Below, we examine the top reasons to shift your on-site maintenance to a third party provider:
1. Employee Risk: Employer Liability, Worker’s Compensation, Hiring, and Training
2. Administrative and Vehicle Operations Expenses
3. Environmental & Compliance Expenses
4. Shop Investment: Tooling, Technology, Parts Inventory
5. Transition Risk
Employee Risk: Employer liability and worker’s compensation are likely the most important factors after vehicle operations. Even if keeping maintenance in-house provides some gross cost savings, it can be quickly wiped out by one employer liability claim. When the evaluation shows only limited savings by keeping the maintenance insourced, one claim (frivolous or not) can eliminate those saving 5-fold or more. Additionally, employers often overlook the on-going costs in recruiting, hiring, training, and compliance. As an example, Ryder technicians get about 300,000 hours in training yearly. Soft costs are an important factor to consider when deciding whether to employ someone in a role that may not be core to your operations.
Administration and Vehicle Operations: Whether it is parts procurement coordination and inventory management, coordinating in-house and outside repair (like body damage), record keeping, or vacation/sick coverage costs, administrative expenses add up and sometimes are not included in a company’s evaluation of its total maintenance spend. More importantly, the vehicle operation cost category is the largest. Labor, parts, tires, emergency road service, plus the indirect cost of downtime and customer dissatisfaction, are expensive and impact operations.
Environmental & Compliance Expenses: Certain future environmental and legal responsibilities and related expenses are reduced or eliminated when you outsource. You can transfer go-forward environmental, waste, cleanup, OSHA, DOT, and safety matters to the third-party provider. The provider will be the party going forward holding those important future obligations, and we know these costs can be significant.
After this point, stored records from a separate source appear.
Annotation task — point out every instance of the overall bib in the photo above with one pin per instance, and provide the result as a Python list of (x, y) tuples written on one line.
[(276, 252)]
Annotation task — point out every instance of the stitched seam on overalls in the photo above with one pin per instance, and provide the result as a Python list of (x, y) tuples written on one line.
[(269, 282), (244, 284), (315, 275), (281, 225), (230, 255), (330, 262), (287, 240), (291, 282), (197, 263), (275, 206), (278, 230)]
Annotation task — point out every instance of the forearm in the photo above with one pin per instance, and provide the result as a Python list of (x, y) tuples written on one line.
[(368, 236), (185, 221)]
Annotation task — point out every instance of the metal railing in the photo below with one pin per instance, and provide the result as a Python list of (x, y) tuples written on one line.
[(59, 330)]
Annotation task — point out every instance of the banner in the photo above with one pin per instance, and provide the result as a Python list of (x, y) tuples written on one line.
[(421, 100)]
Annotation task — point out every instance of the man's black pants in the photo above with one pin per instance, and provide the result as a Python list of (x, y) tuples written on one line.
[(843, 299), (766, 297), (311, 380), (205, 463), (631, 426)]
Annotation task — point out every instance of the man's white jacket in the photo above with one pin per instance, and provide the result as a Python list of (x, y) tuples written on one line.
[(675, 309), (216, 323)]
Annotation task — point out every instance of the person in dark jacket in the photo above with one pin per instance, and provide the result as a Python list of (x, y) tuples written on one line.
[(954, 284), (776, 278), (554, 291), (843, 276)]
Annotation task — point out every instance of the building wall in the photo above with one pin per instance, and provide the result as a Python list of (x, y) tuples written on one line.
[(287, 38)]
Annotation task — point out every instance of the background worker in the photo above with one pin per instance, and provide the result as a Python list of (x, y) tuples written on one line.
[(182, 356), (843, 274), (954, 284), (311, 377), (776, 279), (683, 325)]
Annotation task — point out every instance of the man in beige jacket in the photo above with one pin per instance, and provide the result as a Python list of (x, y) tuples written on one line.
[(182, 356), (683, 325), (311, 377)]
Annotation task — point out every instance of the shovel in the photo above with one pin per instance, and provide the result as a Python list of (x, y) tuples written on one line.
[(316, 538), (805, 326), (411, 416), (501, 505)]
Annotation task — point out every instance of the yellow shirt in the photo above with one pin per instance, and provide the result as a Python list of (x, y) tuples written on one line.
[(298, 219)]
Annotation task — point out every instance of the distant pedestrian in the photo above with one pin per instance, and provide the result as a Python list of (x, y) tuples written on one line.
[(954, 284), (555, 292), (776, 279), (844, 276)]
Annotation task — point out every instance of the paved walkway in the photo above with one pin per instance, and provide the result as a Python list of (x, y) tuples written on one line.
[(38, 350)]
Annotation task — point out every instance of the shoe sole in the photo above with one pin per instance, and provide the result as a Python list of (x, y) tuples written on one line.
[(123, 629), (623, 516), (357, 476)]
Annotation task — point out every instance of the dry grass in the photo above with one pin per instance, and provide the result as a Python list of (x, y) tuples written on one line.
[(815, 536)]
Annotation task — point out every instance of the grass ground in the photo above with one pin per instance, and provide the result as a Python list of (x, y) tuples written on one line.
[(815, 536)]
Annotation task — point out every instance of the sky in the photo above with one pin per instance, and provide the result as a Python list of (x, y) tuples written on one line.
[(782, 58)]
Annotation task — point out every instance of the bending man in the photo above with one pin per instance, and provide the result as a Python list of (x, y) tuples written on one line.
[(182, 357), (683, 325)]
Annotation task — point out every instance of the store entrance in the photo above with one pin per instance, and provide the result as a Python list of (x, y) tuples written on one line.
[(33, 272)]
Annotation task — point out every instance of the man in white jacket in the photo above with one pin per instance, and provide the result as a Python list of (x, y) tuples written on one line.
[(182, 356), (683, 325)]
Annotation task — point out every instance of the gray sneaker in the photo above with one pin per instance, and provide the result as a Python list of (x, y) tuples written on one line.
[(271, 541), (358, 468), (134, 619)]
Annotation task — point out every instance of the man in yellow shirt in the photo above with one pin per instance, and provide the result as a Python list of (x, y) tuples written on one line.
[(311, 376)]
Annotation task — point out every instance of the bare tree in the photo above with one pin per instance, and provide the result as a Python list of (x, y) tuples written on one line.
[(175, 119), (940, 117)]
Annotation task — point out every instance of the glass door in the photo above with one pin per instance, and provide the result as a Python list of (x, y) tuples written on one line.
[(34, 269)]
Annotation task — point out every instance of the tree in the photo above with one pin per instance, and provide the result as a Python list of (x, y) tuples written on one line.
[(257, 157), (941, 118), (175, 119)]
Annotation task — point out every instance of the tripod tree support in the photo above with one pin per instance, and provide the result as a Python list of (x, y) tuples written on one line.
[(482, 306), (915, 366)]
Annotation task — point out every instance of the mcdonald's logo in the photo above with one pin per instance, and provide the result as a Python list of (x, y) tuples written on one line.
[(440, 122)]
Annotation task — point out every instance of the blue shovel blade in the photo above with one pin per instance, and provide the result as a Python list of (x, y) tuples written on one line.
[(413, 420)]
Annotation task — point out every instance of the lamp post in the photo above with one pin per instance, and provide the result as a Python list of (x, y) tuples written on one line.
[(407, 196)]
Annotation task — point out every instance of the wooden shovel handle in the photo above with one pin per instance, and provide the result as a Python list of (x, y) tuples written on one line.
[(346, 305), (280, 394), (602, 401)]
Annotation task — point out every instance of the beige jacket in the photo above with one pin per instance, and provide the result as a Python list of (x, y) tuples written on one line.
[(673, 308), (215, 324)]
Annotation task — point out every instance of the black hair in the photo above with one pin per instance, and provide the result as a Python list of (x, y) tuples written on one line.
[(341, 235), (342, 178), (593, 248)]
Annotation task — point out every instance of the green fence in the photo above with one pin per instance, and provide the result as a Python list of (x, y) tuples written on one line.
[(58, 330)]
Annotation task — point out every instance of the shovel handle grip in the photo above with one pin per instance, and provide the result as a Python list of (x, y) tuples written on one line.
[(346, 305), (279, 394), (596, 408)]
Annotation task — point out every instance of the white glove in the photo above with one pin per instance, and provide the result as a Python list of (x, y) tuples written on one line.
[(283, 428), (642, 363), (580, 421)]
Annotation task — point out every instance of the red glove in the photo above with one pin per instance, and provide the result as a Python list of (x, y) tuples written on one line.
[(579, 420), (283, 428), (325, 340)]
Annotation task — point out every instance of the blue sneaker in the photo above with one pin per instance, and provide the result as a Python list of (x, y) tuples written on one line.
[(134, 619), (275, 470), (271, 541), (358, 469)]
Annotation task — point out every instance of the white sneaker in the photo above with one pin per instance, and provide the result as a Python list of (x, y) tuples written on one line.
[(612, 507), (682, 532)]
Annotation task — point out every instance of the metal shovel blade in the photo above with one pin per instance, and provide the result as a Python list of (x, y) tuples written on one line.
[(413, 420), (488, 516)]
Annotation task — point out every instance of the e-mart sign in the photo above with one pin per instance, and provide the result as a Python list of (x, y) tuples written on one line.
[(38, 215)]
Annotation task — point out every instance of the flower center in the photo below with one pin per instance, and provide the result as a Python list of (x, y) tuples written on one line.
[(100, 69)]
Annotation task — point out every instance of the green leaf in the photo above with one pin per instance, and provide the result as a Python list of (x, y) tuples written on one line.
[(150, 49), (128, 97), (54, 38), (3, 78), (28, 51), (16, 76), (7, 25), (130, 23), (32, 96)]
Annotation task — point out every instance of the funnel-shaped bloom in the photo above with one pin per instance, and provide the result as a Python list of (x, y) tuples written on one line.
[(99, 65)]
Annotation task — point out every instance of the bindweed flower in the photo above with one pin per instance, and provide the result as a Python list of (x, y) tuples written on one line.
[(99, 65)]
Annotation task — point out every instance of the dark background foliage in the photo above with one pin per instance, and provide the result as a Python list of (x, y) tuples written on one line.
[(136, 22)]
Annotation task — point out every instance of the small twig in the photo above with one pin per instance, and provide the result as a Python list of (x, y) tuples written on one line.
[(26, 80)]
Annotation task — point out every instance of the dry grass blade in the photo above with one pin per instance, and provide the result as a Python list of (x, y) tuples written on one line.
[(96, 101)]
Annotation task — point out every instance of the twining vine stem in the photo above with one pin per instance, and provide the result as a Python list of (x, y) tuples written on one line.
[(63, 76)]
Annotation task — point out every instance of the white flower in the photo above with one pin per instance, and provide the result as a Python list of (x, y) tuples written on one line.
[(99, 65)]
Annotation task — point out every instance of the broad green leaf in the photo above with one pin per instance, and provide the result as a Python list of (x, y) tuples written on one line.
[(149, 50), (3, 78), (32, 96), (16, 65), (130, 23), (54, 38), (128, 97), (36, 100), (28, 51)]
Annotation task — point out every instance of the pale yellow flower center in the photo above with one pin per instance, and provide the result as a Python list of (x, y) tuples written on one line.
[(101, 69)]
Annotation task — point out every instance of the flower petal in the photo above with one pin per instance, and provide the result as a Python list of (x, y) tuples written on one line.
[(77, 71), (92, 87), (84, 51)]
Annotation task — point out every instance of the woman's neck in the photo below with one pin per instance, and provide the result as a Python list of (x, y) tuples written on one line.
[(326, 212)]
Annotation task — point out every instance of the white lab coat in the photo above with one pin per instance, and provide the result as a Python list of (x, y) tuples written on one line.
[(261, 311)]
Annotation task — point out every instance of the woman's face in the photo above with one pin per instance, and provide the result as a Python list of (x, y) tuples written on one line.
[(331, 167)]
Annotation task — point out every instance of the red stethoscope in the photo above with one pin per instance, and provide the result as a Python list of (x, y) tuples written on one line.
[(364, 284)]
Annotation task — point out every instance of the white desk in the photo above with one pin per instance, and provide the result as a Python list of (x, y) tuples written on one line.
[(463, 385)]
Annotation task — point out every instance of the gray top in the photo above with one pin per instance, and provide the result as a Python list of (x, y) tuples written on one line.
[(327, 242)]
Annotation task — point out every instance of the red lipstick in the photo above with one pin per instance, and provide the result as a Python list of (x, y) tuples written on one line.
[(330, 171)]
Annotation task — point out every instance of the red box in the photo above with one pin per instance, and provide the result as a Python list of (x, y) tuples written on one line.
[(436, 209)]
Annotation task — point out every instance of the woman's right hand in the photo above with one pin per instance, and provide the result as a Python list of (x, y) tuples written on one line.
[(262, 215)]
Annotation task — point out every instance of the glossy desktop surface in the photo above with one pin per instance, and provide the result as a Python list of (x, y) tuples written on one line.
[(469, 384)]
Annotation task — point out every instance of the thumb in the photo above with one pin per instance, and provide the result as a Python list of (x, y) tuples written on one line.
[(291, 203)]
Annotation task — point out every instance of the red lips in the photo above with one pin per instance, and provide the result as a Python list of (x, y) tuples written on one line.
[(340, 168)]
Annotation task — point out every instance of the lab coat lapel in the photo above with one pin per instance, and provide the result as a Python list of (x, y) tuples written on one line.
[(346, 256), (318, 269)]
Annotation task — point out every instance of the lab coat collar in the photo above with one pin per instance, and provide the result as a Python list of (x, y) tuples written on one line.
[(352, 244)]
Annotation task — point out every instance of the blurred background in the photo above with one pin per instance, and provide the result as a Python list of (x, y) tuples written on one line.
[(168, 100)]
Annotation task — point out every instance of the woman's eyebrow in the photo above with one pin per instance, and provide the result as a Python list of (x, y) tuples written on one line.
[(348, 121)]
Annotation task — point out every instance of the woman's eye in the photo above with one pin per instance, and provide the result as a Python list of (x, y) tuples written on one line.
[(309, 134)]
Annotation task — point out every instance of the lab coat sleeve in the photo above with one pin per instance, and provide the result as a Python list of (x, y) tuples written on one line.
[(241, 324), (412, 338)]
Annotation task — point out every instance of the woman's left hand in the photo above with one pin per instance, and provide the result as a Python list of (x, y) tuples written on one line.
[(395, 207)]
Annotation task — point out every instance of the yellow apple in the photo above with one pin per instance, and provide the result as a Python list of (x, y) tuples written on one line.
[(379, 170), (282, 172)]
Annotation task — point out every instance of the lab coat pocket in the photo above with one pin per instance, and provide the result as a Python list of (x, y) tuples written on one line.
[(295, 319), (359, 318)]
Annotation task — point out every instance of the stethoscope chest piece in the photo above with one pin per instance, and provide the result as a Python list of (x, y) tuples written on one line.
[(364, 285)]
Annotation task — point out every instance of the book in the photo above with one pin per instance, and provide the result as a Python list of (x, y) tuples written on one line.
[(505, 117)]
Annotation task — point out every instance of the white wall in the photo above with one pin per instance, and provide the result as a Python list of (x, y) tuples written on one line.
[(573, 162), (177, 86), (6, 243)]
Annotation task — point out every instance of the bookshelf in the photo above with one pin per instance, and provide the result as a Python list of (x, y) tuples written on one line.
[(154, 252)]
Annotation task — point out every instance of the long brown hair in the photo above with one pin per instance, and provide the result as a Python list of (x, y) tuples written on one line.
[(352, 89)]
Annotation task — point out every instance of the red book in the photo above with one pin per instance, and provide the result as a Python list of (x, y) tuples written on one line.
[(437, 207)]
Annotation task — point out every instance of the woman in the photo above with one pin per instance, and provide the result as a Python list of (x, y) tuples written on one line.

Shop Investment: Equipment on the floor, or IT and Telecom equipment is costly and needs frequent upgrading. Oil, lube, and compressor equipment is important and needs to meet environmental and local compliance regulations. Service vehicles to perform yard checks or nearby repairs can also be expensive to purchase and maintain. Spare vehicles are costly as well. In addition, investments are needed in tire and parts inventory management, as well as fleet reporting and management systems. These all impact your total cost of maintenance and insourcing, even if accounted for separately at the company level.
Transition Risk: Often, the biggest barrier for a company to outsource is taking that initial leap to transition. However, the risk of transition is minimized with a maintenance provider that may offer you a 1-year term. Lastly, the transition to a provider can come with a project and implementation management team to help with an efficient and effective transition, launch and operation.
By decreasing or eliminating these five factors through on-site maintenance with a third party provider, you can achieve a large benefit, while improving uptime, increasing fleet reliability, and having more time to focus on your core business.